Kennedy consultou os integrantes do EXCOMM e outros assessores de alto escalão durante todo o dia 21 de outubro e considerou as duas opções restantes: um ataque aéreo dirigido principalmente contra as bases de mísseis cubanas ou um bloqueio naval de Cuba. Uma invasão em grande escala não era a primeira opção do governo. McNamara apoiava o bloqueio naval como uma ação militar vigorosa, porém limitada, que manteria o controle da situação nas mãos dos Estados Unidos. O termo "bloqueio" era problemático: segundo o direito internacional, um bloqueio constitui um ato de guerra, mas o governo Kennedy não acreditava que os soviéticos seriam levados a atacar em resposta a um simples bloqueio. Especialistas jurídicos do Departamento de Estado e do Departamento de Justiça concluíram que uma declaração de guerra poderia ser evitada caso outra justificativa jurídica, baseada no Tratado do Rio para a defesa do Hemisfério Ocidental, fosse obtida por meio de uma resolução aprovada por dois terços dos integrantes da Organização dos Estados Americanos (OEA).
Discurso à nação
Às 15h do horário de verão do Leste dos Estados Unidos, em 22 de outubro de 1962, o presidente Kennedy estabeleceu formalmente o Comitê Executivo (EXCOMM) por meio do Memorando de Ação de Segurança Nacional (NSAM) 196. Às 17h, reuniu-se com líderes do Congresso, que se opuseram ao bloqueio e exigiram uma resposta mais vigorosa. Em Moscou, o embaixador estadunidense Foy D. Kohler informou Khrushchov sobre o bloqueio iminente e o discurso de Kennedy à nação. Embaixadores de todo o mundo notificaram os dirigentes de países que não pertenciam ao Bloco de Leste. Antes do discurso, delegações estadunidenses reuniram-se com o primeiro-ministro canadense John Diefenbaker, o primeiro-ministro britânico Harold Macmillan, o chanceler da Alemanha Ocidental Konrad Adenauer, o presidente francês Charles de Gaulle e o secretário-geral da Organização dos Estados Americanos, José Antonio Mora, para informá-los sobre as informações de inteligência e a resposta proposta pelos Estados Unidos.

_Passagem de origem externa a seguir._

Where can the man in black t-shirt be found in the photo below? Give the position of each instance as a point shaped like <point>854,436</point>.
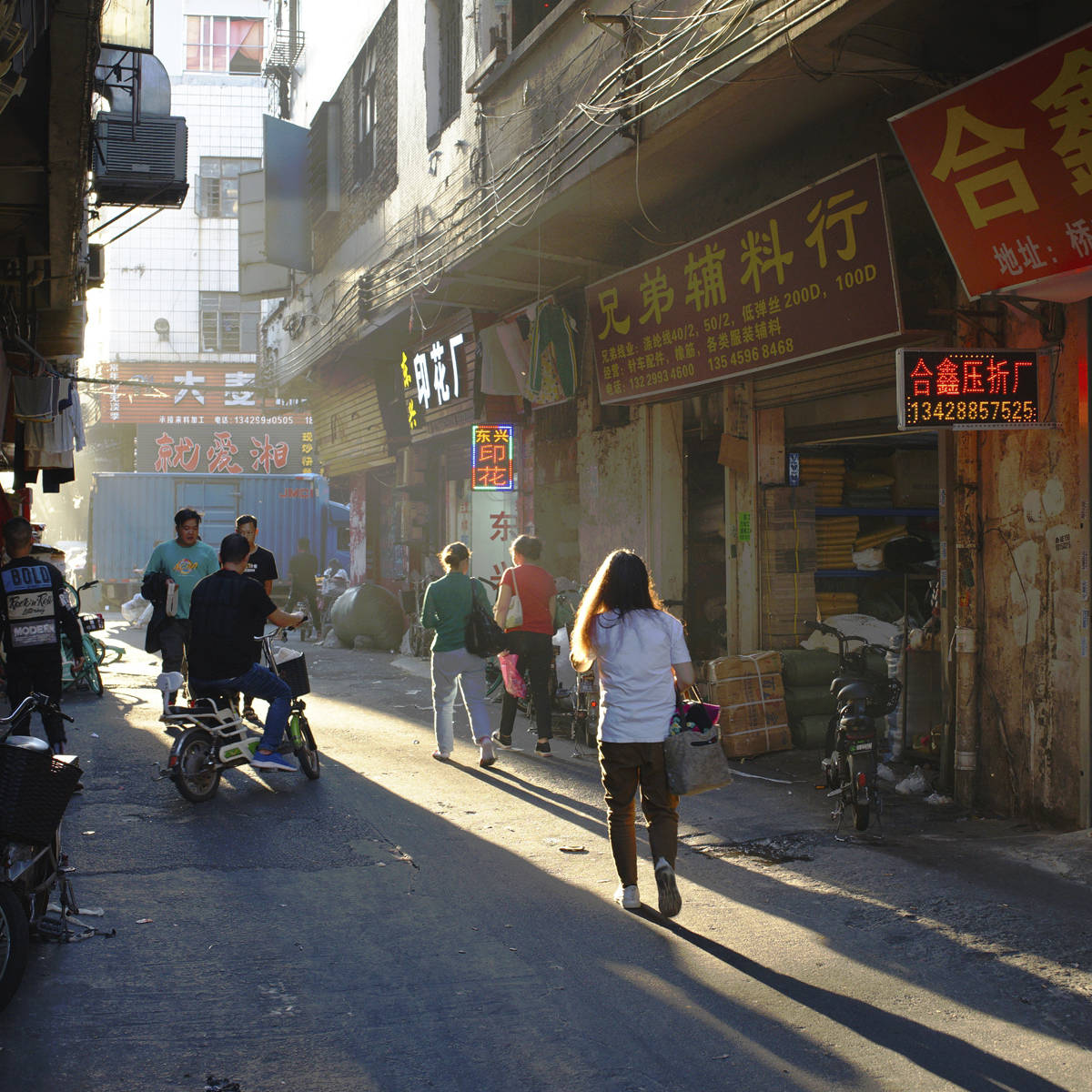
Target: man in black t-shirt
<point>261,566</point>
<point>34,617</point>
<point>225,609</point>
<point>304,571</point>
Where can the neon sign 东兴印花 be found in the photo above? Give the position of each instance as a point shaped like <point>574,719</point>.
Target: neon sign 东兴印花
<point>491,462</point>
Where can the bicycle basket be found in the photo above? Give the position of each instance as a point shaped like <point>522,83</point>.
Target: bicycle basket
<point>294,672</point>
<point>885,699</point>
<point>34,792</point>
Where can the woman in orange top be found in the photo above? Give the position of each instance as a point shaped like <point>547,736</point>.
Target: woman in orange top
<point>532,640</point>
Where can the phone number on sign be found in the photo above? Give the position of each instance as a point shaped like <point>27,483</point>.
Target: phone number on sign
<point>987,410</point>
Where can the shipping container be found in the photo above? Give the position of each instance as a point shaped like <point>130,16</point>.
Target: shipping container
<point>131,513</point>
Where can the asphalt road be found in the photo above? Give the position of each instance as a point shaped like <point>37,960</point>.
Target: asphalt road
<point>403,924</point>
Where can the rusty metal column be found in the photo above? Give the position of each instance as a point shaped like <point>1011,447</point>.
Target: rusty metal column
<point>967,598</point>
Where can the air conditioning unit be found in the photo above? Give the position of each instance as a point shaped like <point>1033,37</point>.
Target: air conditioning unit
<point>142,164</point>
<point>323,164</point>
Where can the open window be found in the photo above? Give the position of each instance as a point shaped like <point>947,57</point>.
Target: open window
<point>443,63</point>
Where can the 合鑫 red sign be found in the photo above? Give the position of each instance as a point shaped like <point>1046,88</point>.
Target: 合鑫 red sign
<point>1005,165</point>
<point>805,277</point>
<point>966,389</point>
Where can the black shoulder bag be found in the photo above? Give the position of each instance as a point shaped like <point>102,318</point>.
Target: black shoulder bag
<point>483,637</point>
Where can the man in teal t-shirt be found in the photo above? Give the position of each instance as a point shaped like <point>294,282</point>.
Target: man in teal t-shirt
<point>183,561</point>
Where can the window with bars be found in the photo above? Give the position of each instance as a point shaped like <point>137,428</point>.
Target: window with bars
<point>364,88</point>
<point>224,44</point>
<point>217,186</point>
<point>443,65</point>
<point>228,323</point>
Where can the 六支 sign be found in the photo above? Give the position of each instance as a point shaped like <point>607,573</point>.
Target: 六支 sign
<point>966,389</point>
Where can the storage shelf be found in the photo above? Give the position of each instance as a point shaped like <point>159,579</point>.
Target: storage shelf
<point>853,573</point>
<point>926,512</point>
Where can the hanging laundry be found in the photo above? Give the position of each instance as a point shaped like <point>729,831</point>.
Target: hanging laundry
<point>36,397</point>
<point>552,376</point>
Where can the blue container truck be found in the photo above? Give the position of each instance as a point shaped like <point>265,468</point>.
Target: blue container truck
<point>130,513</point>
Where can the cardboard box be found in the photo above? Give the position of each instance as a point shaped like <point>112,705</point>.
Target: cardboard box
<point>754,730</point>
<point>736,667</point>
<point>748,691</point>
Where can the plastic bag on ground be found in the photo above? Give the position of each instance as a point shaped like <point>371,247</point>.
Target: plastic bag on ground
<point>915,784</point>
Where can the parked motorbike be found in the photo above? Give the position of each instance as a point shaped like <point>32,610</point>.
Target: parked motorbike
<point>93,650</point>
<point>850,758</point>
<point>35,787</point>
<point>213,737</point>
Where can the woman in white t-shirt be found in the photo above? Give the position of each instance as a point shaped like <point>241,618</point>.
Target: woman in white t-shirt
<point>640,652</point>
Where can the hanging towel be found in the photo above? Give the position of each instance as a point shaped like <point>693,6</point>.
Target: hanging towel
<point>36,397</point>
<point>503,359</point>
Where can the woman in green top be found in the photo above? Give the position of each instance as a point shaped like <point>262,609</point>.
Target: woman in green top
<point>446,609</point>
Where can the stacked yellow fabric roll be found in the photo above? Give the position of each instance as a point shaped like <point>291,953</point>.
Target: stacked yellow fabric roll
<point>835,603</point>
<point>834,539</point>
<point>880,536</point>
<point>827,473</point>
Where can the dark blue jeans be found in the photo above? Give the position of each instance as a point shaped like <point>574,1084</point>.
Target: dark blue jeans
<point>262,683</point>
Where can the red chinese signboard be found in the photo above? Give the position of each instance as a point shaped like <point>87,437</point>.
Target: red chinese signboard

Todos apoiaram a posição estadunidense. Durante a crise, Kennedy conversou diariamente por telefone com Macmillan, que apoiava publicamente as ações dos Estados Unidos.
Agravamento da crise
Em 23 de outubro de 1962, aeronaves RF-101A/C Voodoo da Força Aérea dos Estados Unidos e RF-8A Crusader da Marinha dos Estados Unidos começaram a realizar missões de fotorreconhecimento em altitudes extremamente baixas e altamente perigosas sobre Cuba. Em apenas uma ocasião, a Força Aérea Cubana enviou um MiG-19 para tentar abater uma dessas aeronaves, mas a tentativa fracassou. Às 11h24 do horário de verão do Leste dos Estados Unidos, em 24 de outubro, um telegrama enviado pelo subsecretário de Estado George Ball aos embaixadores estadunidenses na Turquia e na OTAN informou que o governo considerava oferecer a retirada dos mísseis da Itália e da Turquia em troca da retirada soviética de Cuba. As autoridades turcas responderam que ficariam "profundamente ressentidas" com qualquer acordo que envolvesse a presença dos mísseis estadunidenses em seu país. Na manhã do dia seguinte, 25 de outubro, o jornalista estadunidense Walter Lippmann propôs a mesma solução em sua coluna distribuída nacionalmente. Castro reafirmou o direito de Cuba à autodefesa, declarou que todas as armas do país eram defensivas e afirmou que Cuba não permitiria uma inspeção.
Reação internacional
No Reino Unido, o primeiro-ministro Harold Macmillan apoiou a resposta de Kennedy. O embaixador britânico nos Estados Unidos, David Ormsby-Gore, era um amigo próximo da família Kennedy e participou ativamente das discussões realizadas na Casa Branca sobre como solucionar a crise. Na Alemanha Ocidental, os jornais apoiaram a resposta estadunidense, contrastando-a com as ações fracas dos Estados Unidos na região durante os meses anteriores. Também manifestaram certo temor de que os soviéticos pudessem retaliar em Berlim. O governo da Alemanha Ocidental apoiou o bloqueio. Na França, em 23 de outubro, a crise ocupou a primeira página de todos os jornais diários. No dia seguinte, um editorial do Le Monde manifestou dúvidas sobre a autenticidade das provas fotográficas da CIA. Dois dias depois, após a visita de um agente de alto escalão da CIA, o jornal reconheceu a validade das fotografias. O presidente francês Charles de Gaulle concedeu apoio total a Kennedy, mas considerou a crise uma demonstração da vulnerabilidade da Europa aos conflitos entre as superpotências.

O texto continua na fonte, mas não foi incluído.